Thordis Brandt (September 7, 1940 – July 27, 2015) was a German-American actress who appeared in various classic films and television shows.

==Background==
Thordis Brandt was born in Germany on September 7, 1940, to Norwegian and German parents. She moved to Canada as a young girl and was raised initially at a farm in St. Norbert, Manitoba, then moved to a mink ranch in Bella Coola, British Columbia, then to Vancouver in 1958. In 1963, Thordis graduated as a registered nurse from St. Paul's Hospital School of Nursing.

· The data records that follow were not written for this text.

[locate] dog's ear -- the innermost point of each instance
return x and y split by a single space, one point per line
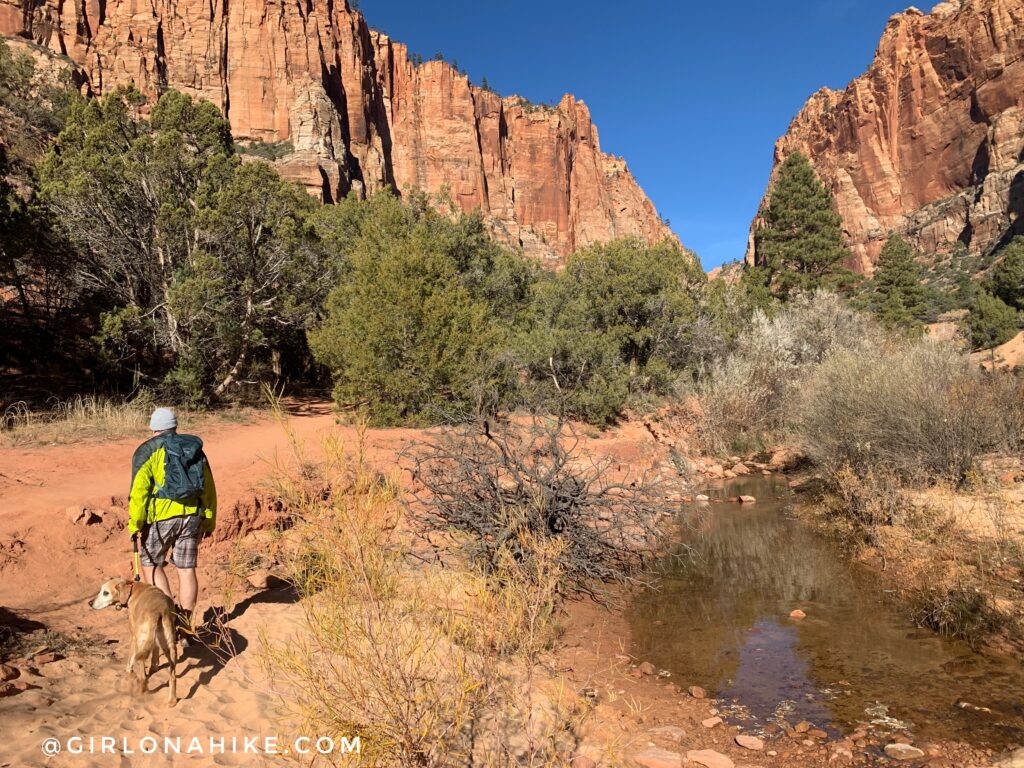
122 590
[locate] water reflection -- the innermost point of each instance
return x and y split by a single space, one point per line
721 621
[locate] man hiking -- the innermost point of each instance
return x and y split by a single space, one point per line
172 505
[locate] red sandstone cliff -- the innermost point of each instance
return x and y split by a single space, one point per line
357 112
930 140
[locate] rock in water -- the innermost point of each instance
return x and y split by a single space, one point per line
654 757
903 752
710 759
750 742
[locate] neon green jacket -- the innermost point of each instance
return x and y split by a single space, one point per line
145 508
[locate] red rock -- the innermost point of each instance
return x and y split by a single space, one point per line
654 757
672 732
356 111
710 759
898 751
750 742
928 141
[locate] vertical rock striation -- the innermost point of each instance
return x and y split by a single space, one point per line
929 142
349 110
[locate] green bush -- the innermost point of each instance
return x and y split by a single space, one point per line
408 336
610 329
745 396
918 411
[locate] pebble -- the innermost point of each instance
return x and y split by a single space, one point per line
655 757
750 742
672 732
710 759
898 751
259 579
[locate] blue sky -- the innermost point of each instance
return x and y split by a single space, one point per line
692 94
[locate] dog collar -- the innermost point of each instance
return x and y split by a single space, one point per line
131 587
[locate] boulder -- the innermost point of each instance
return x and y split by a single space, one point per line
82 516
750 742
897 751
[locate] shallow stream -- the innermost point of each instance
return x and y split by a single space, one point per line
721 620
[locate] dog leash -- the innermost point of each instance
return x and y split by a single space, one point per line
134 559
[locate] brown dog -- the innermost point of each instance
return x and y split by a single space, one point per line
151 622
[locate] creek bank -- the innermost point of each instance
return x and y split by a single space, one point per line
636 720
951 559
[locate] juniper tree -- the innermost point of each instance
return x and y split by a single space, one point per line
800 246
897 293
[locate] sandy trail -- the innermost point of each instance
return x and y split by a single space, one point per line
51 566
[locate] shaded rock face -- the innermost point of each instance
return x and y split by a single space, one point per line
356 113
929 141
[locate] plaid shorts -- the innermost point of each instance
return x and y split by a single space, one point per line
177 535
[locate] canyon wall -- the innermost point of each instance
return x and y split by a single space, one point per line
348 109
929 142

She moved to Santa Monica, California, where she continued to practice her nursing in private duty. One of her jobs in private duty was serving actress Patricia Neal. Neal recommended Thordis to other actors and actresses and Thordis became known as the "actor's nurse". Thordis began her career as a nurse advisor in Ben Casey where she made appearances on the show.

Around 1967, Brandt met Gunsmoke's leading actor James Arness, who was her boyfriend for six years before they ended their relationship.

After retiring from acting, she continued nursing in Beverly Hills. Brandt died in Los Angeles on July 27, 2015, at the age of 74. Her son, Christopher, died in 2023.

==Career==
A bit player for most of her career, she appeared in such TV shows as Burke's Law, The Girl from UNCLE, The Man from UNCLE, The Green Hornet, Mannix, and Hogan's Heroes, as well as the 1967 episode of The Fugitive "The One That Got Away". Although she had some speaking parts, Thordis' appearances rarely required her to speak.

She also appeared in films beginning with The Last of the Secret Agents? and Nevada Smith (both 1966), then In Like Flint (1967) and Funny Girl (1968). She appeared in two Elvis Presley films Spinout (1966) and Live a Little, Love a Little (1968). She has gained minor cult status as the victim of a serial killer in the made-for-TV movie Dragnet 1966, and her appearances in the films The Witchmaker (1969) and Up Your Teddy Bear (1970).